Google says Nest's secret microphone has "never been a secret" – TechCrunch



Google There is absolutely no concern about the secret microphone of your Nest Secure Smart Home Hub that he did not tell you about. Not at all. Just an oversight, said Google. No need to be alarmed. All is It's okay.

When Google announced earlier this month that its Nest Secure would be doubled as a Google assistant, it caused anger. Google had not told anyone that the security hub had a microphone on the inside to start. The microphone was not listed in the initial list of technical specifications, nor did the company announced the integration of Google Assistant. (It's there now.)

After Google, owner of Nest, realized that its customers did not like being cheated or their privacy was violated, the company swallowed its pride and acknowledged his fault.

"The built-in microphone has never been designed to be a secret and should have been included in the technical specifications," said Google spokesman Nicol Addison in an email to TechCrunch . "It was a mistake on our part. The microphone has never been activated and is activated only when users activate the option specifically. "

Business Insider first announced the news.

Google has stated that security systems "often use microphones to provide sound-based features and include a microphone to" potentially provide additional functionality to our users in the future, such as the ability to to detect broken glass ".

No doubt it is an intelligent idea, if not terribly executed.

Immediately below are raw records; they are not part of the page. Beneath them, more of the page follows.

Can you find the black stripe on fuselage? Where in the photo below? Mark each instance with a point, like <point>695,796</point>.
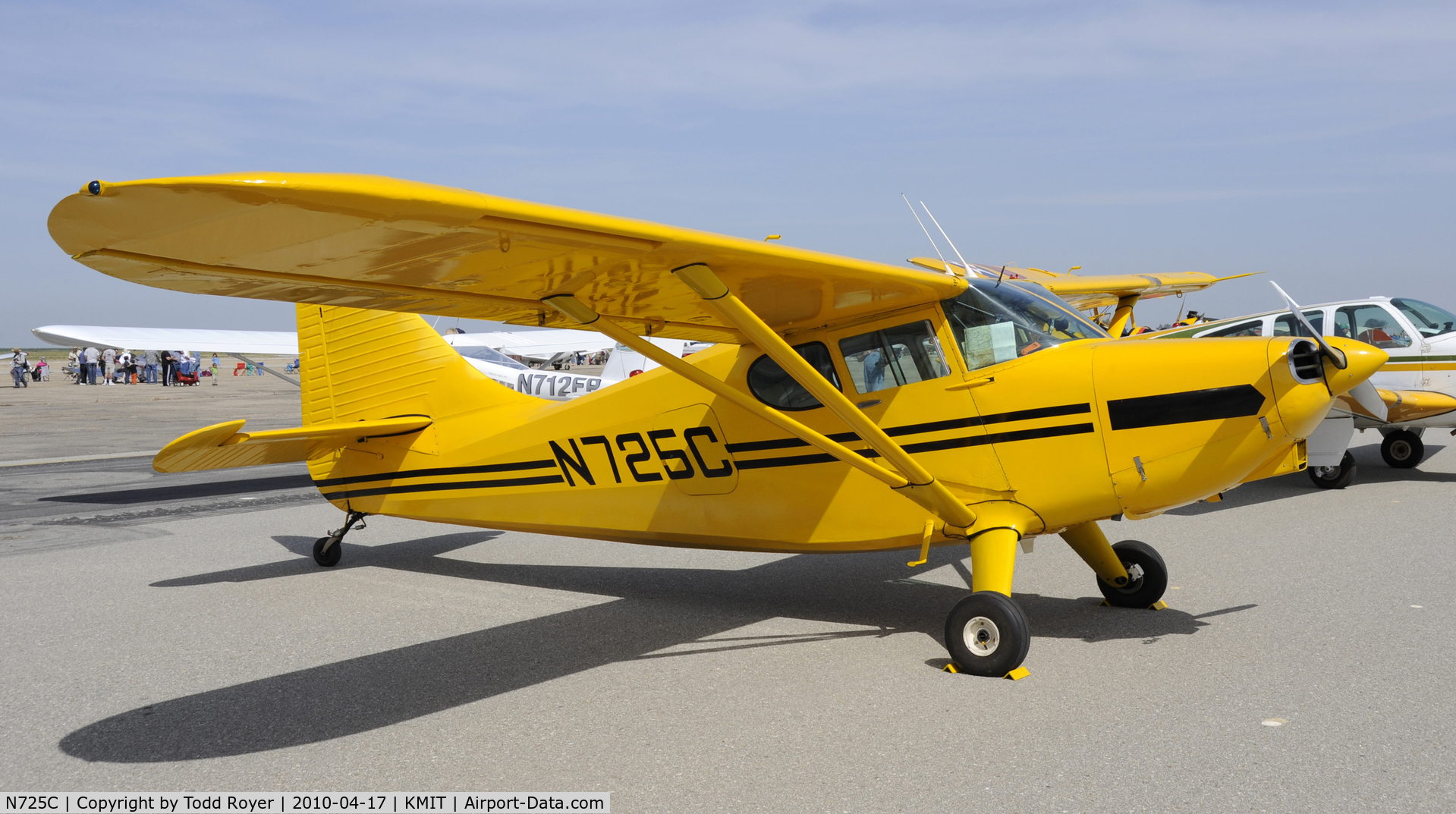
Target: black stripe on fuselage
<point>1184,408</point>
<point>917,429</point>
<point>928,446</point>
<point>407,488</point>
<point>437,472</point>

You can forgive a company for not wanting to drop its own announcement of future products, but do not disclose the inclusion of a microphone in a home installed device is very bad. And the tech giants could not know the worst moment because they are trying to recover any ounce of respect from consumers who care about their privacy.

You wonder how many other devices you have at home – and elsewhere in the world – that could be used to spy on you.

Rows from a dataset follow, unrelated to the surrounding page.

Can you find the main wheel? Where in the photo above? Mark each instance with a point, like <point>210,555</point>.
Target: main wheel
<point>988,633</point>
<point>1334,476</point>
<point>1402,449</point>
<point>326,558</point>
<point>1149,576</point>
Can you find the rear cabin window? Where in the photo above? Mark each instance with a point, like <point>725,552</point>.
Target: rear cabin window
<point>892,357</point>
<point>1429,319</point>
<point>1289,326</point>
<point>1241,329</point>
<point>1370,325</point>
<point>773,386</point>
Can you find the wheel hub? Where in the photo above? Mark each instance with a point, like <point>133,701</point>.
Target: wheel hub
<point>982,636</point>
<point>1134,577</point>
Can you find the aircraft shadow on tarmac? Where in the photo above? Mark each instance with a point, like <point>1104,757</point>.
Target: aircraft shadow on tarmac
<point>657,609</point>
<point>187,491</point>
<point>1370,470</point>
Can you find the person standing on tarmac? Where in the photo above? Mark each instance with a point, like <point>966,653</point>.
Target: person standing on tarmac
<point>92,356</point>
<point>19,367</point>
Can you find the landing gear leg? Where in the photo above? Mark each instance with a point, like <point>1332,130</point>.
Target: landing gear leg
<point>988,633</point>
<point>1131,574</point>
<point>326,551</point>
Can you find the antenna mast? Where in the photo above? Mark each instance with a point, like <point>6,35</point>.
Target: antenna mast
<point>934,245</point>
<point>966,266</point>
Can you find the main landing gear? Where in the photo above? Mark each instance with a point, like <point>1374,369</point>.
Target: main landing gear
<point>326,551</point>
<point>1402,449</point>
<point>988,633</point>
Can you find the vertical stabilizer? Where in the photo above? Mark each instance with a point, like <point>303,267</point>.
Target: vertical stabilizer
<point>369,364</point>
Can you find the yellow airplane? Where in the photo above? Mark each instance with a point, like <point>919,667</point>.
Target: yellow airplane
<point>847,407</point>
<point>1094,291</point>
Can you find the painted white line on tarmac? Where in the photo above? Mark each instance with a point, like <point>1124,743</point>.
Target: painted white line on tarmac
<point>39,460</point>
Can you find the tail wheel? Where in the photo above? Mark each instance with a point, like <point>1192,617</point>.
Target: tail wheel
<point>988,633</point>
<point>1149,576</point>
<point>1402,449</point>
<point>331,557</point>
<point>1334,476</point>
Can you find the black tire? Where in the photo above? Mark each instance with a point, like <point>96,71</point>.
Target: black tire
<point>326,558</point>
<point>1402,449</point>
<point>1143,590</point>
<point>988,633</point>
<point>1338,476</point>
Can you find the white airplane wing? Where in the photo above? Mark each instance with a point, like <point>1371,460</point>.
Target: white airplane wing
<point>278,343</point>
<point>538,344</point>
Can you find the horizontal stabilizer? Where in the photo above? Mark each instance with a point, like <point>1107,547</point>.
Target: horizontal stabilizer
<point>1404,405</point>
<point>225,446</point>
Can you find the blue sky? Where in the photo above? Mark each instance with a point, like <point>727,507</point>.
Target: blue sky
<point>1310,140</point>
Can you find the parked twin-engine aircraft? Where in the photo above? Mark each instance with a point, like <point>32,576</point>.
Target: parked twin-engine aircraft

Just this week, Singapore Airlines found itself in the hot water after passing passengers discovered cameras embedded in the in-flight entertainment systems. The airline said in a tweet that the cameras were included as standard by the original manufacturer and that there was "no intention to activate or develop camera-based features".

No package does not mean "never". And, just like the Nest device, the customer would have no way of knowing if it was used anyway.